Estoy de acuerdo con anónimo en lo de que hace tiempo que no escribes cosas alegres. A mí me gusta mucho lo que escribes, tus historias, pero es verdad que son tristes de narices.

Echo de menos en tus escritos algo que nos haga sonreir.

Un beso

Anónimo dijo...

Comparar una relación con una infección...sólo indica una cosa, enfermedad!

Anónimo dijo...

Gracias, Jorge, por este relato. A mi no me parece triste. Es toda un inyección de esperanza para Collin y también para Ana.
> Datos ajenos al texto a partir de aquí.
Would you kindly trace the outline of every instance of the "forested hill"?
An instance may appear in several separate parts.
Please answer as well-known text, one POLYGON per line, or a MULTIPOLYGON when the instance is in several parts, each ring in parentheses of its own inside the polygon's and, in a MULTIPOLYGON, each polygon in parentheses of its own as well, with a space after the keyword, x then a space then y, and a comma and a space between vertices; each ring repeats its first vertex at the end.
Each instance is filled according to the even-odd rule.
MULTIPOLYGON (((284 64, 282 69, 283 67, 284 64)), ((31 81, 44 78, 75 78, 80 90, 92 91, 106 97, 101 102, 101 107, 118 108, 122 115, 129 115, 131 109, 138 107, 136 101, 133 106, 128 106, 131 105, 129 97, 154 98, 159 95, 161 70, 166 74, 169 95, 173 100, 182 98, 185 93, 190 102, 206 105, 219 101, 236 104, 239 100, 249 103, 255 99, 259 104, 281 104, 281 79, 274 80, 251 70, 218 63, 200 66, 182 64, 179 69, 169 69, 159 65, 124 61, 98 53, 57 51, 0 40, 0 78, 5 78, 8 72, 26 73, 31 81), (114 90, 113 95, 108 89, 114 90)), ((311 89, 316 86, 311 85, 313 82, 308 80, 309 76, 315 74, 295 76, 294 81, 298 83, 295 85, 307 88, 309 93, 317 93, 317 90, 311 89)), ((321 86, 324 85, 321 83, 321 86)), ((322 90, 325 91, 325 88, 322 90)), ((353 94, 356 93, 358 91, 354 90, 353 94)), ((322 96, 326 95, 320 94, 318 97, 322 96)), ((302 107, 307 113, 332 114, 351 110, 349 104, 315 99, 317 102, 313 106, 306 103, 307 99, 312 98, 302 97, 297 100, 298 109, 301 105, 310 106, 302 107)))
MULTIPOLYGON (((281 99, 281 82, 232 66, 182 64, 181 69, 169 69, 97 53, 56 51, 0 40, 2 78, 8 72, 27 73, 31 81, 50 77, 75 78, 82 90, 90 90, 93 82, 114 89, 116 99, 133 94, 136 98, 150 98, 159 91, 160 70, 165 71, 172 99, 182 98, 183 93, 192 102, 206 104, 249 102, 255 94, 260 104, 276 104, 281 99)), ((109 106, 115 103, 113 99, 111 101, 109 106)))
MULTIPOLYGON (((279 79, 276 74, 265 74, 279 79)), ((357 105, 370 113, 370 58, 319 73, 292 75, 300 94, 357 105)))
Las heridas hay que cicatrizarlas y hurgar en ellas no es más que posponer eternamente la curación.

Nota para el autor:
Esto lo escribo en el kit kat del desayuno.

Un beso

Anónimo dijo...

Jorge, espero que no te tocara de cerca lo del accidente de Barajas. Me acordé de ti y de toda la gente que tienes allá. Espero que estés/estéis bien.

Un abrazo.

Anónimo dijo...

No te imaginas como me gusta este relato. Ya lo he leido varias veces.
El amor es, ciertamente, una enfermedad. En ocasiones te mantiene en un dulce y deseado letargo. Pero otras, te provoca una desafortunada infección con la que te pasas media vida peleando.
Desgraciadamente, no es tan fácil de curar como pinchar un dedo infectado ¿o si?

Quién? dijo...

Soy Ana. El otro lado. Siempre reventando bolitas de aire. Gracias por dibujar del otro lado del teléfono esa buhardilla. Así, el espacio interminable de los llamados sin atender, puede ser habitado por dedos, tragaluces y Collins muy estoicos. Al menos hay algo.